Canticchio sottovoce il ritornello di Iris e ripongo il primo volume al suo posto, poi proseguo con gli altri. Presa dalla musica, però, non mi accorgo dello zaino posto a pochi passi dai miei piedi e inciampo, finendo irreparabilmente a terra. I palmi bollenti a causa della botta, così come le ginocchia. L'ultimo libro giace vicino a un paio di scarpe.

Scosto una ciocca di capelli dal viso e sollevo piano il capo. Risalgo le gambe snelle, avvolte in un paio di jeans neri, e continuo lungo la felpa dello stesso colore, fino a un viso spigoloso. La mascella è lievemente contratta, priva di peluria, una leggera barbetta gli abbellisce il mento e l'arco di cupido, incorniciando due labbra piene e rosate. Gli occhi privi di espressione sono di un verde quasi trasparente che ti risucchia, le ciglia lunghe quasi sfiorano la pelle quando batte le palpebre con eccessiva lentezza, come se stesse valutando con precisione ciò che gli si para davanti, come fossi un fastidio.

Il ragazzo si china sulle ginocchia, arrivandomi a un palmo di naso. Scatto all'indietro, mettendo distanza tra i nostri visi. Che diamine crede di fare? Mi sollevo sulle ginocchia doloranti e lo vedo inclinare il capo verso sinistra. Continua a studiarmi senza fiatare e la cosa inizia a farsi inquietante. È quando assottiglia gli occhi che lo riconosco. Il tipo bizzarro di stamattina, in aula. L'ho beccato a fissarmi e mi sono girata all'istante.

Adesso siamo in due a partecipare a questa gara di sguardi. Lui sembra annoiato, io desidero solo farla finita. Mi sta mettendo in imbarazzo e non ne comprendo il motivo, nemmeno mi conosce.

«Sai, è vietato lasciare incustoditi i propri oggetti personali» butto fuori, dopo qualche secondo.

«Ma non mi dire» commenta.

La sua voce profonda mi arriva alle orecchie, causando una scia di brividi e una strana sensazione, come se me la sentissi addosso.

Mi rimetto in piedi con l'aiuto delle mani, lui si solleva con un movimento agile e leggero.
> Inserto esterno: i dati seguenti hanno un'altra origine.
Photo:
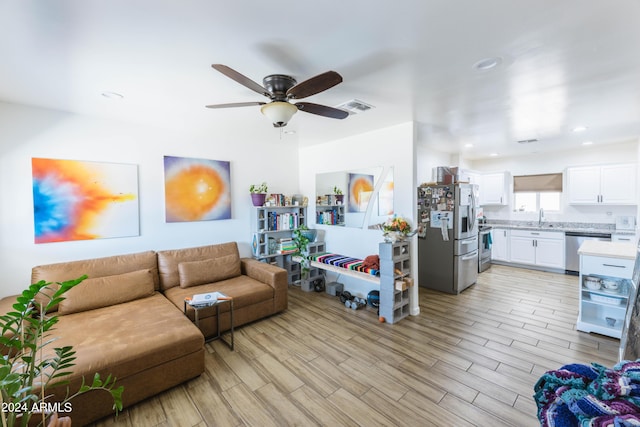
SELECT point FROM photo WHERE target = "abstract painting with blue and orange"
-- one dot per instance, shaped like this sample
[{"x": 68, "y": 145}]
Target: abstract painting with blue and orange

Recupero il libro dal pavimento, ignorando il fastidio alle ginocchia, e lo rimetto a posto. «E comunque, avresti anche potuto raccoglierlo visto che è caduto a causa tua.»

«O forse sei tu a essere maldestra.»

Aggrotto la fronte, impettita. «Non sono maldestra. Sei tu a essere poco educato, è diverso.»

Lui non ribatte e io non ho alcuna intenzione di continuare una conversazione che non andrà da nessuna parte.

Mi volto di scatto, la treccia che ondeggia e si adagia sulla schiena. Di spalle, non lo vedo ma spero un minimo che la treccia lo abbia colpito in faccia. «La prossima volta che trovo uno zaino incustodito sarà mia premura portarlo agli oggetti smarriti» lo avverto.

Ottengo il silenzio, così mi avvio verso il carrellino. Poggio le mani sul manico ma rimango gelata sul posto quando sento nuovamente la sua voce. «Non era incustodito.»

«Lo era per me e visto che ci lavoro qui, agirò come meglio credo.» Fisso di fronte a me.

«Si chiama abuso di potere» replica più in fretta stavolta.

Un sorriso mi curva le labbra. «Bene.» Almeno su un campo della mia vita posso affermare di averlo.